Mr. Breitbart says that some reporters have pressed him for information about the unreleased videos, and these demands make him indignant: “They were the desperate attempts of defense attorneys to say, ‘You have an obligation to tell us how many tapes there are.’ I said, ‘Isn’t that interesting, because Acorn wants to know that too . . . because they don’t know how big the scandal is.'” Yet while it’s true that journalists have no right to Mr. Breitbart’s information, one can hardly fault them for wanting all the facts.
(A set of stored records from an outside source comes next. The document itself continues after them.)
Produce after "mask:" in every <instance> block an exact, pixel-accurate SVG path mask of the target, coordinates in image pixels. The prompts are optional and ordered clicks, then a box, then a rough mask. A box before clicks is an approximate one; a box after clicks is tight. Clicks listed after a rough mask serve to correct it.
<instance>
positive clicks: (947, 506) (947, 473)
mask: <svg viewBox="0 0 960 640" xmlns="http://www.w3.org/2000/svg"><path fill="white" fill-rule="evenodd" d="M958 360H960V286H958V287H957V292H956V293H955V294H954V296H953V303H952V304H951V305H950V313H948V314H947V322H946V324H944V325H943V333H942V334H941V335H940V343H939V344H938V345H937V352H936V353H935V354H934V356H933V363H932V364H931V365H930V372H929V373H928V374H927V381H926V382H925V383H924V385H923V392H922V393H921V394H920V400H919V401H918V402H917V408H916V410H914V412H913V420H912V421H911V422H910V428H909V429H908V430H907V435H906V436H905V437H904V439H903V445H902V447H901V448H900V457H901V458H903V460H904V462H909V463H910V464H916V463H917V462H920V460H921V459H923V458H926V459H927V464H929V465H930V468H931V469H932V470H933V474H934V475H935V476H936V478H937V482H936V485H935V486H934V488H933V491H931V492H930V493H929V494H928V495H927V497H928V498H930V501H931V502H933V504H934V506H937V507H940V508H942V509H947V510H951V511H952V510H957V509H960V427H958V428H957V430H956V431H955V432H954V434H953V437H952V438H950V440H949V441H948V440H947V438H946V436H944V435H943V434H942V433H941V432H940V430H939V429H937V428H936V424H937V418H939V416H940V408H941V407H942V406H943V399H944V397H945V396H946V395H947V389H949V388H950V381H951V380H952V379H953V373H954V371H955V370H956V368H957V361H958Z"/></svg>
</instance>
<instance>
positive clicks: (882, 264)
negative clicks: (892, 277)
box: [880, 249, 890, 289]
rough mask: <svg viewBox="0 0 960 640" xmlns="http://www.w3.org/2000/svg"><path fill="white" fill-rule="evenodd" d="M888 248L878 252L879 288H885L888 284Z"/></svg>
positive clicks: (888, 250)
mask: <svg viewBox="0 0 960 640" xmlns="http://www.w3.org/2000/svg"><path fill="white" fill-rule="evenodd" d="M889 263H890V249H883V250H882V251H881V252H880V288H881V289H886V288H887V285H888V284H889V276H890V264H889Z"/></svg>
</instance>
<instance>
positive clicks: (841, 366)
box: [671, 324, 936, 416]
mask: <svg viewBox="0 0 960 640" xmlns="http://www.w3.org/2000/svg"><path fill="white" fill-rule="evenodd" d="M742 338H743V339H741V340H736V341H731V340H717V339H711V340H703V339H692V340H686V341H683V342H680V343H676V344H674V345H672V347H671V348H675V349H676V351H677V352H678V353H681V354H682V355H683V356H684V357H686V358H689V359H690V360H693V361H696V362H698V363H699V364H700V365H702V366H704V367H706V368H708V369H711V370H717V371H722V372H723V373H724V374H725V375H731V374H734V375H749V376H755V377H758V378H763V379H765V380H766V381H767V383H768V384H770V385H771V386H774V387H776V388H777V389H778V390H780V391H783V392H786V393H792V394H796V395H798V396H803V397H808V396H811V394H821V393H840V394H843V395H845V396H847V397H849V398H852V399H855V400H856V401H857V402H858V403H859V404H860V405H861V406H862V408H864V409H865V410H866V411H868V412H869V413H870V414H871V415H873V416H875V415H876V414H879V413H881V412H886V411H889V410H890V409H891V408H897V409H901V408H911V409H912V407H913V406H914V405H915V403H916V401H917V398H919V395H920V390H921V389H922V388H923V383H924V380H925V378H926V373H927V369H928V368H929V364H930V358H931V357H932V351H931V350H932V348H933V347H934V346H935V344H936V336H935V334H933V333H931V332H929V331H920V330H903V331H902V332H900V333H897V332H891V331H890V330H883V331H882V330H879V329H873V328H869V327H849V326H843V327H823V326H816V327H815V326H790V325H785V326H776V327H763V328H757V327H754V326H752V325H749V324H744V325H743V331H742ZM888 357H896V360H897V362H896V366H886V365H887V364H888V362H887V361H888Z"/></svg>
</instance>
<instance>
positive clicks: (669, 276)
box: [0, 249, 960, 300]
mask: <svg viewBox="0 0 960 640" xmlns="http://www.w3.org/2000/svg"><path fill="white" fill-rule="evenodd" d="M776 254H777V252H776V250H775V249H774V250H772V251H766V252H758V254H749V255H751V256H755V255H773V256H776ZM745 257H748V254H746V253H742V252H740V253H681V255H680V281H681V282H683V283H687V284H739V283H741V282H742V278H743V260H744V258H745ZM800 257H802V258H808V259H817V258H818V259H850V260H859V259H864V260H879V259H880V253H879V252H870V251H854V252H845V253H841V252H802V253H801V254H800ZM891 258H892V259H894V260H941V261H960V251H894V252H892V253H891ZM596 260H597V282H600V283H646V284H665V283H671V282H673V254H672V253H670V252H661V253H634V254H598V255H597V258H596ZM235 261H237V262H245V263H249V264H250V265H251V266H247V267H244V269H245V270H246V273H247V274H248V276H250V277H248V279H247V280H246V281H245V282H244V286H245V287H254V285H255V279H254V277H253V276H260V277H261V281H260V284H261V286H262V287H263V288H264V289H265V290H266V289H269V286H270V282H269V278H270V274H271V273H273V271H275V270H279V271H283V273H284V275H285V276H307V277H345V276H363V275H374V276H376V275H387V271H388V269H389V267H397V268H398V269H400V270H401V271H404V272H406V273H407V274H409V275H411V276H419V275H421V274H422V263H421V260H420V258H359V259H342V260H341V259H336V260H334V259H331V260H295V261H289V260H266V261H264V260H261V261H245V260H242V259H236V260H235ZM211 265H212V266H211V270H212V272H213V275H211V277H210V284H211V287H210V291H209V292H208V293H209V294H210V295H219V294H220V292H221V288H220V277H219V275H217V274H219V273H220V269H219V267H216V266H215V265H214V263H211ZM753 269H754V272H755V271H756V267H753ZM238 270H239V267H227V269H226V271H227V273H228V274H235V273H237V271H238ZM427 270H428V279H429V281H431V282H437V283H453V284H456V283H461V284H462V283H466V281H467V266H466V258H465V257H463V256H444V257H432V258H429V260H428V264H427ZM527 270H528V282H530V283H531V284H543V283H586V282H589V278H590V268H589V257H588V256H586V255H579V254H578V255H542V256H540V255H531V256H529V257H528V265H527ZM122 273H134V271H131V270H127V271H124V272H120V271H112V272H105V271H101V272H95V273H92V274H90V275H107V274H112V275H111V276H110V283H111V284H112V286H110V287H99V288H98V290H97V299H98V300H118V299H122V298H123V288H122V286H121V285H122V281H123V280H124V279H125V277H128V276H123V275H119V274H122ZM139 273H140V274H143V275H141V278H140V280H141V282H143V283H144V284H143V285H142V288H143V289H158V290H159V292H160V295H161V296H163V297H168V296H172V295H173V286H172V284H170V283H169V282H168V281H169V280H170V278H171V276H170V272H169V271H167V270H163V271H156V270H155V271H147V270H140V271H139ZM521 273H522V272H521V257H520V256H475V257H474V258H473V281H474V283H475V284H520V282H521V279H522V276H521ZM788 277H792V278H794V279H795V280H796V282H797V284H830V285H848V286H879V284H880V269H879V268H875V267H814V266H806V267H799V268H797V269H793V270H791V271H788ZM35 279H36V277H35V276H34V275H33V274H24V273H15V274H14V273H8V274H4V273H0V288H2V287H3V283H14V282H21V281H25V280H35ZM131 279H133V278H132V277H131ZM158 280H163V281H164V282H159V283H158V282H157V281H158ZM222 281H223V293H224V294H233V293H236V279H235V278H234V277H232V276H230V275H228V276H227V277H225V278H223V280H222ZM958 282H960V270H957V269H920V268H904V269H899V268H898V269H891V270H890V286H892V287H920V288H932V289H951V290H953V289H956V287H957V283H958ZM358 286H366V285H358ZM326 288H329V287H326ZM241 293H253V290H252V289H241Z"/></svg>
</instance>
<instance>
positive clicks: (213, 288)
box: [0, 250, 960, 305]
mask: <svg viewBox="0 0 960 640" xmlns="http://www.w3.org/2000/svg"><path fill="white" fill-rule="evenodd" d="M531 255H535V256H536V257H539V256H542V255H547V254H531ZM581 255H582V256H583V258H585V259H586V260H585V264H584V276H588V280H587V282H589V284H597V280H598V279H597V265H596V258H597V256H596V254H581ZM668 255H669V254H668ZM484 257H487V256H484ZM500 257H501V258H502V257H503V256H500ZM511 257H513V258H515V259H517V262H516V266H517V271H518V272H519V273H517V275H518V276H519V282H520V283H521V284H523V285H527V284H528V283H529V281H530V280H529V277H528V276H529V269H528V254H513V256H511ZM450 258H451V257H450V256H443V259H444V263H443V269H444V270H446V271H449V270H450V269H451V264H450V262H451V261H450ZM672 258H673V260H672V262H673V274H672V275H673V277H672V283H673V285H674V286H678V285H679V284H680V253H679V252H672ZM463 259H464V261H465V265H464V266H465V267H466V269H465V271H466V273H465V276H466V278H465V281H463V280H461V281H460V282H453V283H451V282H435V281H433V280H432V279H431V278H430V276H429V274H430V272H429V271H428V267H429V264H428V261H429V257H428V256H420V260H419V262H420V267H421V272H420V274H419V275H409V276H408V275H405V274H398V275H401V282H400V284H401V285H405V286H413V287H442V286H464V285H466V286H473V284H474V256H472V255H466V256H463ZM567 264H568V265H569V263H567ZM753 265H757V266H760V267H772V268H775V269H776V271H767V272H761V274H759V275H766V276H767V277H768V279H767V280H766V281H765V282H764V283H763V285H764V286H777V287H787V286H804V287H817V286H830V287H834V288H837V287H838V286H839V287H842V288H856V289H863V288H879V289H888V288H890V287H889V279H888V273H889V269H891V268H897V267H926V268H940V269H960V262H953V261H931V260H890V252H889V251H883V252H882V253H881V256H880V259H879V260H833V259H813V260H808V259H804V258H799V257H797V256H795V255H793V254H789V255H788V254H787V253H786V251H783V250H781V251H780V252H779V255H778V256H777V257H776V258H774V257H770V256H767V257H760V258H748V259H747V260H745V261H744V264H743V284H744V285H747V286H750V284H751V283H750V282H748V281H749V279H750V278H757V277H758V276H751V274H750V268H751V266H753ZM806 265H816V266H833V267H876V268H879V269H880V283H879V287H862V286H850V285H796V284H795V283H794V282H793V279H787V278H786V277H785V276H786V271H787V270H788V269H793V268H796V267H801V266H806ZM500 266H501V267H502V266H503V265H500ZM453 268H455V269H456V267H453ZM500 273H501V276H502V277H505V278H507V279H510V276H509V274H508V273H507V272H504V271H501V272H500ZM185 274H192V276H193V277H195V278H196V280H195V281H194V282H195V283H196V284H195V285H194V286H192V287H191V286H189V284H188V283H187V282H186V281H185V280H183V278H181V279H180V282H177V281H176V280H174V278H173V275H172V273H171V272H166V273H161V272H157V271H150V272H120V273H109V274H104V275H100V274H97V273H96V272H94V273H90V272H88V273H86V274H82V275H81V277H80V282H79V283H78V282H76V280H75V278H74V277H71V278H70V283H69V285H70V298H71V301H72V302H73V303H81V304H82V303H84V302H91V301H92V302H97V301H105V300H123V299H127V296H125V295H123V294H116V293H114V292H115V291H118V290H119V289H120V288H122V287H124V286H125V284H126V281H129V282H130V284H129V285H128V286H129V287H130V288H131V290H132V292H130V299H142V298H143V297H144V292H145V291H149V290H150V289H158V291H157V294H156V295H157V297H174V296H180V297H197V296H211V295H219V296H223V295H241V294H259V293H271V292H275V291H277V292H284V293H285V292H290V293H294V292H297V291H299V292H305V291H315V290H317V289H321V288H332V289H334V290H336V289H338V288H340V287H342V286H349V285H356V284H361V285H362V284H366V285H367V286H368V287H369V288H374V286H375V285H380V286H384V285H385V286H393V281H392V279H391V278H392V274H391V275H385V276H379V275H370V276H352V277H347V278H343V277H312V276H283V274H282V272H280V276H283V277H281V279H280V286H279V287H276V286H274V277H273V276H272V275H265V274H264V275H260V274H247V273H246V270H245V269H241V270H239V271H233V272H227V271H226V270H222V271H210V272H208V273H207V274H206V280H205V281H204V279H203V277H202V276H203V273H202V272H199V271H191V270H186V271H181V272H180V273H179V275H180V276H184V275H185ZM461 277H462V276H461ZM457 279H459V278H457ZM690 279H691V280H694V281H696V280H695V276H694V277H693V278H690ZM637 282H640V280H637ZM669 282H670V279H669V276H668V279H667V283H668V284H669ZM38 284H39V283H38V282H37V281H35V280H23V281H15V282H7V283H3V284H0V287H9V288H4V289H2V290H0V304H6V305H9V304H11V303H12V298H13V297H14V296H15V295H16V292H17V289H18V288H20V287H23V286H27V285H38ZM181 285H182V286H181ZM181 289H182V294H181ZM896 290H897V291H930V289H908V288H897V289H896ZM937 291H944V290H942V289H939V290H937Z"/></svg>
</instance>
Even if one accepts Mr. Breitbart’s critique of the mainstream media, nobody should root for their downfall or destruction. Their role—that of impartial watchdog and broker of information—is a vital one, whether or not they perform it well. While Breitbart-style opinionated journalism can provide healthy competition, it cannot substitute for straight news. As Mr. Breitbart himself says, in an unusually modest moment, “I’m not looking to slay the dragon . . . but I wanted to embarrass the dragon into being a more reasonable dragon.”

Mr. Taranto, a member of The Wall Street Journal’s editorial board, writes the Best of the Web Today column for WSJ.com.